Show HN: Run coding agents in microVM sandboxes instead of your host machine SuperHQ runs coding agents inside isolated microVM sandboxes with per-agent Debian environments, tmpfs overlays, and diff-based change approval so your host never gets touched. API keys stay outside the sandbox, which is appealing for high risk refactoring tasks.
Amazon SageMaker AI now supports optimized generative AI inference recommendations Amazon SageMaker AI adds automated inference configuration recommendations with validated performance metrics so platform teams can tune generative workloads without hand-rolling every deployment profile.
How to Use Transformers.js in a Chrome Extension Hugging Face shares practical lessons from building a Gemma 4 E2B powered Chrome extension with Transformers.js, including Manifest V3 runtime constraints, model loading strategies, and messaging patterns for local AI features.
Here’s how our TPUs power increasingly demanding AI workloads.

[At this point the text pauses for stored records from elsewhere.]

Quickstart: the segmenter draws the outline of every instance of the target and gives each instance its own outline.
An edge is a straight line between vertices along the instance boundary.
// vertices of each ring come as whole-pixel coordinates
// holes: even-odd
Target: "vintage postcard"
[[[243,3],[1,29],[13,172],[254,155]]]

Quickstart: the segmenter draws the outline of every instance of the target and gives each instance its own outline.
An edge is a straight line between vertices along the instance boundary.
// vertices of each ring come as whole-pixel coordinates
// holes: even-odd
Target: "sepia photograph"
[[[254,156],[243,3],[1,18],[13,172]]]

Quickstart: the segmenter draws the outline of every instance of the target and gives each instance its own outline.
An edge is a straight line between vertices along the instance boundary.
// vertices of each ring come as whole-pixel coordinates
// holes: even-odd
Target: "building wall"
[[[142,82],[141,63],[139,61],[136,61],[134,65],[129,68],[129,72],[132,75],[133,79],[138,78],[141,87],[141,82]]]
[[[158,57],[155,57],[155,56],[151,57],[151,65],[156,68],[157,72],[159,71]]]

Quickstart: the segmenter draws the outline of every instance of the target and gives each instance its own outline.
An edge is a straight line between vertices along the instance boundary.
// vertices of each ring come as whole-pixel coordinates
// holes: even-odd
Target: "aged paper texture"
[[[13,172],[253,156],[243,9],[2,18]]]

Google walks through the evolution of Tensor Processing Units, noting the latest generation can hit 121 exaflops and double the bandwidth of previous chips, which matters if you are planning for large scale training or inference capacity.
Show HN: How LLMs Work – Interactive visual guide based on Karpathy's lecture A single page interactive explainer derived from Andrej Karpathy’s intro lecture that you can use to onboard new teammates to transformer internals or sanity check your own mental model.